Magnitude and Determinants of Non Communicable Disease and Its Contributing Factors in Medical Ward of Mettu Karl Referral Hospital, South Western, Ethiopia: A Prospective Observational Study

Research Article

Austin J Pharmacol Ther. 2021; 9(5).1147.

Magnitude and Determinants of Non Communicable Disease and Its Contributing Factors in Medical Ward of Mettu Karl Referral Hospital, South Western, Ethiopia: A Prospective Observational Study

Gudisa Bereda* and Gemechis Bereda

SWAN Diagnostic Pharmaceutical Importer, Addis Ababa, Ethiopia

*Corresponding author: Gudisa Bereda, SWAN Diagnostic Pharmaceutical Importer, Addis Ababa, Ethiopia; Email: [email protected]

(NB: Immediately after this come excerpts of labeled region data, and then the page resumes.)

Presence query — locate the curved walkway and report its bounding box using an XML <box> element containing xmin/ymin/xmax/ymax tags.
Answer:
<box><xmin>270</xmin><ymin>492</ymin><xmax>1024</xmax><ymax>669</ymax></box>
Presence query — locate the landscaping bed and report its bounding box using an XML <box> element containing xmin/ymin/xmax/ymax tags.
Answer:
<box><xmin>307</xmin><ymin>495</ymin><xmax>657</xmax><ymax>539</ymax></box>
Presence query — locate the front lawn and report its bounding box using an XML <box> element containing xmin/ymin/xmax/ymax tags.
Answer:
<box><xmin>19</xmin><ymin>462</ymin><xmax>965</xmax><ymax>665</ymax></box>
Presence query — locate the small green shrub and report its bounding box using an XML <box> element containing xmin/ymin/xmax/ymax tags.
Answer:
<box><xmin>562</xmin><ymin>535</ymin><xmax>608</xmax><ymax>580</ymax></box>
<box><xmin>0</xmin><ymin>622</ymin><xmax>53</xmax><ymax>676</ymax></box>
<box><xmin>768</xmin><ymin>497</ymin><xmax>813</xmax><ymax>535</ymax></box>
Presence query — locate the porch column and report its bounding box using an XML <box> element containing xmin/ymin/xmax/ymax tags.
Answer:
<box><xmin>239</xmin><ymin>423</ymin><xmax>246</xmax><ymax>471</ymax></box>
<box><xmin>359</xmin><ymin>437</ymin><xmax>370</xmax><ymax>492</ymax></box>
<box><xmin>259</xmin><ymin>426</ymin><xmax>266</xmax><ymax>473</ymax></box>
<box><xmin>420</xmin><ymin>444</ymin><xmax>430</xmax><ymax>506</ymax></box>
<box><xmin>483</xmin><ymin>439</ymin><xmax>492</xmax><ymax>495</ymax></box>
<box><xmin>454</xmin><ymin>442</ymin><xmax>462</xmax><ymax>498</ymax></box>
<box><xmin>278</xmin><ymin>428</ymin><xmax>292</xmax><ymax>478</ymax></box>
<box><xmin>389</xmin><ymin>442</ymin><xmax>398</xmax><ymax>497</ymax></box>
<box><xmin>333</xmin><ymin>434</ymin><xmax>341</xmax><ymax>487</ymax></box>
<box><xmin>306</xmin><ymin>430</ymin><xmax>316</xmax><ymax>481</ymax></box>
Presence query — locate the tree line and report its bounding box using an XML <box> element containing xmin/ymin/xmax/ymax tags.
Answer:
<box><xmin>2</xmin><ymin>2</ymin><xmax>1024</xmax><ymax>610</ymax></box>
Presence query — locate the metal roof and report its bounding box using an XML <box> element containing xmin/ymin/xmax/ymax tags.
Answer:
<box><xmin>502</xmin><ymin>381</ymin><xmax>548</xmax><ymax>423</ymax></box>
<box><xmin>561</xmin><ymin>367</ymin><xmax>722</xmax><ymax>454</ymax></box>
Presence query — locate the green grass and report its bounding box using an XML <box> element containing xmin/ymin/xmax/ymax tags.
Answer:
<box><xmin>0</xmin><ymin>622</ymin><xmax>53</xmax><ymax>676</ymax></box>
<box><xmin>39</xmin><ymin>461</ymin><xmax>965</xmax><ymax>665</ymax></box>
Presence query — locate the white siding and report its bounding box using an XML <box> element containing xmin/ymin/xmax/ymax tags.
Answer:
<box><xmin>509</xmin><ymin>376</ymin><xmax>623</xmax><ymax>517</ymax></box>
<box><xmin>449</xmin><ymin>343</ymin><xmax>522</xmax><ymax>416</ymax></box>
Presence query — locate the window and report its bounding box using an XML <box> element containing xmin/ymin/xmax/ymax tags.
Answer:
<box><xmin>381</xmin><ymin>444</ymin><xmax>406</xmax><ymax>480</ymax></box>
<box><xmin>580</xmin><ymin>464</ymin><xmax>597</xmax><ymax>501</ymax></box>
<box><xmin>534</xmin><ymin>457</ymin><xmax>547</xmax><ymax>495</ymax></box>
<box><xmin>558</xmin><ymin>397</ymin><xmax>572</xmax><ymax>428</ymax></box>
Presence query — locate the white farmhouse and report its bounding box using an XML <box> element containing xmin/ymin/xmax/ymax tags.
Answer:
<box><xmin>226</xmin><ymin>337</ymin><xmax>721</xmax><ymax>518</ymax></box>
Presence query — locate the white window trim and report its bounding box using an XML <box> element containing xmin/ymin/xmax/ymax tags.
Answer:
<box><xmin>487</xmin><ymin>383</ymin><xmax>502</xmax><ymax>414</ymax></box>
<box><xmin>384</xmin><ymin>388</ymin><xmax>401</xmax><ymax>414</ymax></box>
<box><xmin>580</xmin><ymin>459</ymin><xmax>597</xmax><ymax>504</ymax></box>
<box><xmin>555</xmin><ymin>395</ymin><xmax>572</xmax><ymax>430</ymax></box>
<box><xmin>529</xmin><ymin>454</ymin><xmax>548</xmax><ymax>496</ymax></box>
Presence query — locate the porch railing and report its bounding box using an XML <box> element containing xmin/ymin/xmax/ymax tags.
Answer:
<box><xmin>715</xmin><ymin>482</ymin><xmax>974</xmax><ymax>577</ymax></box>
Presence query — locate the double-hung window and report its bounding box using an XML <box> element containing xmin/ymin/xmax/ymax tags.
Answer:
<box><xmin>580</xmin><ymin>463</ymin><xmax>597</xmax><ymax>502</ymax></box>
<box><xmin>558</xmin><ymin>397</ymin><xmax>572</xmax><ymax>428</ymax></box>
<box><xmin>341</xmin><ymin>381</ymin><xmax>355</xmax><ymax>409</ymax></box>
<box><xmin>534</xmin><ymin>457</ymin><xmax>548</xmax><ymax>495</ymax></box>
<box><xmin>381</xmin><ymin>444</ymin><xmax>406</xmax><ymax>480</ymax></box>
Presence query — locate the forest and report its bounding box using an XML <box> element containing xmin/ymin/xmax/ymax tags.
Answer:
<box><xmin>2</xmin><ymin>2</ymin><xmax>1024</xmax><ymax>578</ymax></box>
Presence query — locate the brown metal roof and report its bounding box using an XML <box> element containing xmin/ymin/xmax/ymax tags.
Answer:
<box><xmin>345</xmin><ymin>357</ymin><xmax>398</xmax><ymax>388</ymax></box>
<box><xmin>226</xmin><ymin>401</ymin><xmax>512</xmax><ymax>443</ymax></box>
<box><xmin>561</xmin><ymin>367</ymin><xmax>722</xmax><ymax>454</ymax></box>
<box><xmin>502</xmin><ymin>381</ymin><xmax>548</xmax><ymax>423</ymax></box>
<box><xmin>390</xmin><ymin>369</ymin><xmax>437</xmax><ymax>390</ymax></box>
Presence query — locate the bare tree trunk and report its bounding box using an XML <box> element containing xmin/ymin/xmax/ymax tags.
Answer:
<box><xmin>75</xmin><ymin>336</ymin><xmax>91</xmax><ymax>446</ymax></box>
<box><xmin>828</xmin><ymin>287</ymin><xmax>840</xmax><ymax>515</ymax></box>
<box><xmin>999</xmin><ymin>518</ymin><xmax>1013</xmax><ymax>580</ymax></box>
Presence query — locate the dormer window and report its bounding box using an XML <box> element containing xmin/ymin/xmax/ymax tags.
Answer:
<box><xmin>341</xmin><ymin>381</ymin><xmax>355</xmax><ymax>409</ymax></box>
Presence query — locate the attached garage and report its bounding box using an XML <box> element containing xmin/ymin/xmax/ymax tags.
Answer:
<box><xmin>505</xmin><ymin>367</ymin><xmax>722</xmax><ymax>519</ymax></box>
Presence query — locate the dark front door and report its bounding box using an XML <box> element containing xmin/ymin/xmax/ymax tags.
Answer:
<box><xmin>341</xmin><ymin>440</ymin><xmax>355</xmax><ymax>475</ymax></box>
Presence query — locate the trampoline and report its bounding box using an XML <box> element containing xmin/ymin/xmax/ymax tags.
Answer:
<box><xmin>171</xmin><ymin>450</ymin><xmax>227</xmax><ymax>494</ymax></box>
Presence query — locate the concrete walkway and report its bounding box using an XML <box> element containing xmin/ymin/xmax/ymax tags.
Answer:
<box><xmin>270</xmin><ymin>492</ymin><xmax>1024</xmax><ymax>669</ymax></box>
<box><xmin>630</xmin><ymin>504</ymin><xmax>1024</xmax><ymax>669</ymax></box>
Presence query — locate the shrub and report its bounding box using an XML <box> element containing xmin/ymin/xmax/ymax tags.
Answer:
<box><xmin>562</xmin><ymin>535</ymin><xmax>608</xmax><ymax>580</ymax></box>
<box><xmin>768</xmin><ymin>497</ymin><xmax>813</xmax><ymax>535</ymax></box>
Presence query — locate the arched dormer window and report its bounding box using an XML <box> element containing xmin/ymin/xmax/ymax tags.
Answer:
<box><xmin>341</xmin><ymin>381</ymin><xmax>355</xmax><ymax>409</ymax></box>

Received: June 25, 2021; Accepted: July 16, 2021; Published: July 23, 2021

Abstract

Background: Non-communicable diseases are defined as diseases or conditions, which affect individuals over an extended period of time (years, decades or even an entire lifetime) and for which there are no known causative agents that are transmitted from one affected individual to another. Noncommunicable diseases are a major global problem.

Objective: To find out magnitude and determinants of non-communicable disease and its contributing factors in medical ward of Mettu Karl Referral Hospital.

Methods: A prospective observational study design was conducted from April 23/2021 to June 24/2021. Data was collected through employing structured questioner, and then the collected data was coded and analyzed by statistical packages for social sciences 25.0-version statistical software. A test of association was done using binary and multiple logistic regressions. P value <0.05 was considered significant.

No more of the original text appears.